Field data from water softeners operating in the real-world can be a terrific asset to our industry demonstrating that DIR softeners do not have adverse effects to on-site wastewater systems nor adversely impact municipal wastewater treatment plants with excessive salt discharges. Today’s modern DIR water softening systems with advanced onboard electronics, remote monitoring and data collection are a valuable source of operational data for our industry. Our Industry should harvest these data to reverse regulatory activities that were based on outdated technology. Collection of data from today’s DIR softeners and other POU/POE systems potentially could save a consumer thousands of dollars in installation costs by not having to install an alternate on site means to dispose of regenerant waste. Real-world data from operating on-site wastewater systems could also validate the data collected to date by researchers showing properly operating and maintained DIR water softeners with on-site wastewater systems can work together in harmony.

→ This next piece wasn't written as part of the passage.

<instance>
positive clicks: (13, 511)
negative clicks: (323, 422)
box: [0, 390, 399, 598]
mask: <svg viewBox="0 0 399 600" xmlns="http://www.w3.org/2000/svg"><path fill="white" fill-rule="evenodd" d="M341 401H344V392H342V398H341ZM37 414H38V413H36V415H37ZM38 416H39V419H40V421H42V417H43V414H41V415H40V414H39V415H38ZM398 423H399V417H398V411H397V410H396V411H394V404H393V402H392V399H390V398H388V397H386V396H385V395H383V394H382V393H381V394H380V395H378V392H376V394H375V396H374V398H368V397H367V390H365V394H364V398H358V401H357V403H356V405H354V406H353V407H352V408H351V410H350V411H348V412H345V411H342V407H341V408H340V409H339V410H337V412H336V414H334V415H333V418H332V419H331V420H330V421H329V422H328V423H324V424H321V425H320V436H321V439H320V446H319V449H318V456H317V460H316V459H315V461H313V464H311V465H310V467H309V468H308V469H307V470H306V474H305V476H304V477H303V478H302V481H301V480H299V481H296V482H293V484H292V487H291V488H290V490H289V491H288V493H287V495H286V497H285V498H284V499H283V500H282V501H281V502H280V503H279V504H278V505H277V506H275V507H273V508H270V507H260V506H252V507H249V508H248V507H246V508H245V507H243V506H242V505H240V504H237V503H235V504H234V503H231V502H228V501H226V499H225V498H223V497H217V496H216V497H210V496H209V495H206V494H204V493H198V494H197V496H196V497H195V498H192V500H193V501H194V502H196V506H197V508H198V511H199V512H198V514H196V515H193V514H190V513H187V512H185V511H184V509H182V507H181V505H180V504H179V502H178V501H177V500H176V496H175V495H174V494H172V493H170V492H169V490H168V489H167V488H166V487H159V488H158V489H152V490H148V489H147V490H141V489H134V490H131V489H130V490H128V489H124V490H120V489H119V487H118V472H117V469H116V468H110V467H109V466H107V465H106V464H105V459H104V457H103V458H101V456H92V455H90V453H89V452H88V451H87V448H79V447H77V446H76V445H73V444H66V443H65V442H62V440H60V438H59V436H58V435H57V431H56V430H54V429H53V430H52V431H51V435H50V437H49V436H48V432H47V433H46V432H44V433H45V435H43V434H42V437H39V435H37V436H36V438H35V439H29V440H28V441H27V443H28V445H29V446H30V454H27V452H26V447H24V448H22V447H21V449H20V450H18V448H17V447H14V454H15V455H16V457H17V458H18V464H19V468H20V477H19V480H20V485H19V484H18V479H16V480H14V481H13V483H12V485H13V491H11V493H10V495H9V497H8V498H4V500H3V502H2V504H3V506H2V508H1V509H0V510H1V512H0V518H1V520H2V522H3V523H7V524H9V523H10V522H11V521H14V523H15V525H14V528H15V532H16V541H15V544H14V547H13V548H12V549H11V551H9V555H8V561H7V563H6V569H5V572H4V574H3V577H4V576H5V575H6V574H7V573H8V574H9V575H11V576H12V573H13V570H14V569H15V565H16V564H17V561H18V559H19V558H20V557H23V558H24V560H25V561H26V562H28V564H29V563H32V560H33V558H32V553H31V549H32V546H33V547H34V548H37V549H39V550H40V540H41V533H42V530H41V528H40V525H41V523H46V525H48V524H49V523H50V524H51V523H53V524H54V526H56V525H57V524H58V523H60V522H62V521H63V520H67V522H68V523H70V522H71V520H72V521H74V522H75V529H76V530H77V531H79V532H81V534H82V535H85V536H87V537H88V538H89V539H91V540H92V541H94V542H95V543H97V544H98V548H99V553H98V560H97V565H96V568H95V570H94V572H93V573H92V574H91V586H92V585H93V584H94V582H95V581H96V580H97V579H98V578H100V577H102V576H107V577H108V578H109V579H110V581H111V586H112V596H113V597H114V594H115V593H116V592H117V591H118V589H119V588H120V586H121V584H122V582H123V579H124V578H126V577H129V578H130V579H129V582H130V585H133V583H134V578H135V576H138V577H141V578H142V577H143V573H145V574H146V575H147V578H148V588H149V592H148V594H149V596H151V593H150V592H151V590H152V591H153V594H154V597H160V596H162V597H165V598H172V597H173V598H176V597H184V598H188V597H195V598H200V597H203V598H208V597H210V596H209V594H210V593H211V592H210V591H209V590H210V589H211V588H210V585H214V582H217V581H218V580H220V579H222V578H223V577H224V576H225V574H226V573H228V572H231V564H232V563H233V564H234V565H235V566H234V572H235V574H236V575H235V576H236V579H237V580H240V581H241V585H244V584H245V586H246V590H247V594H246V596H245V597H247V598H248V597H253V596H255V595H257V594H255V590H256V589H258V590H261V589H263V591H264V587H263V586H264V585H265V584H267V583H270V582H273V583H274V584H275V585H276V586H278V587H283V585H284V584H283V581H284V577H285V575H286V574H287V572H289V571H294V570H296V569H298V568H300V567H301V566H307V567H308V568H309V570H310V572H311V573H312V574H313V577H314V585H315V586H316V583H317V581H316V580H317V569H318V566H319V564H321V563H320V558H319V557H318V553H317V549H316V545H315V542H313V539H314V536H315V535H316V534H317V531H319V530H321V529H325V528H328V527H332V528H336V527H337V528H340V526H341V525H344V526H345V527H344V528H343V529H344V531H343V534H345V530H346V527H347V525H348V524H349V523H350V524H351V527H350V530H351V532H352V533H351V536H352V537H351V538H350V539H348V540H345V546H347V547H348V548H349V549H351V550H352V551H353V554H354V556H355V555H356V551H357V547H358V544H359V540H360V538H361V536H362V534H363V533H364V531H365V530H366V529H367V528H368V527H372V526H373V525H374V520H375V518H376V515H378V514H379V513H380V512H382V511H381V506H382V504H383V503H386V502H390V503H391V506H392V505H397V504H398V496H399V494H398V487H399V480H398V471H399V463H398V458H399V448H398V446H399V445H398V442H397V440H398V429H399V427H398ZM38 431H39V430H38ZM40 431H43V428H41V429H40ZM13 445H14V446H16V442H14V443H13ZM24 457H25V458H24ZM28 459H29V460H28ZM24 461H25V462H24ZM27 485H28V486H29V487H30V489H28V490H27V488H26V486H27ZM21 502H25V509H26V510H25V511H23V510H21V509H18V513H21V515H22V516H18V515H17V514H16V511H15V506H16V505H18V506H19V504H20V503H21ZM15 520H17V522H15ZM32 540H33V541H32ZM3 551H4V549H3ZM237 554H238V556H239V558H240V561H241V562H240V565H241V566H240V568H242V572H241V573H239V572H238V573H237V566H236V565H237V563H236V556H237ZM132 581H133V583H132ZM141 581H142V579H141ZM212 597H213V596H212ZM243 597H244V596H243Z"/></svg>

Water softening technology has advanced considerably since our industry’s inception and will continue to advance even more rapidly in the coming years. It behooves our industry to continue to advance technology and to gather real-world operational data from both municipal and private water sources that can improve the practices and operation of our industry’s people and equipment. Data, such as those presented from this random, non-scientific study, can be useful to advance and promote our technologies.

References

  • Private drinking water in Connecticut Publication No. 29: hardwater-softeners facts and issues. (https://portal.ct.gov/-/media/Departments-and-Agencies/DPH/dph/environmental_health/private_wells/29HardwaterSoftenersFactsandIssuespdf.pdf)
  • Novak, J.T. and P. Hogan. 2013. “Changes in Septic Tank Effluent due to Water Softener Use”. (https://www.nowra.org/Customer-Content/www/CMS/files/Resources/2013_Report_FINAL.pdf).
  • Hogan, P.L. 2012. “Changes in Septic Tank Effluent due to Water Softener Use”. Master of Science Theses Virginia Polytechnic Institute and State University. Blacksburg, VA.
  • WQA/NOWRA. “Guidance for the Use of Water Softeners and Onsite Wastewater Systems on Individual Properties”. May 2013. (https://www.nowra.org/Customer-Content/www/CMS/files/Partners/2013_NOWRA_WQA_GuidanceDocument.pdf).

Authors’ Note: The authors wish to thank Ecowater, LLC for retrieving data from the onboard computer memory of the subject water softener for this case study and the Water Quality Research Foundation (WQRF) for providing the “screening tool” spreadsheet for the calculation.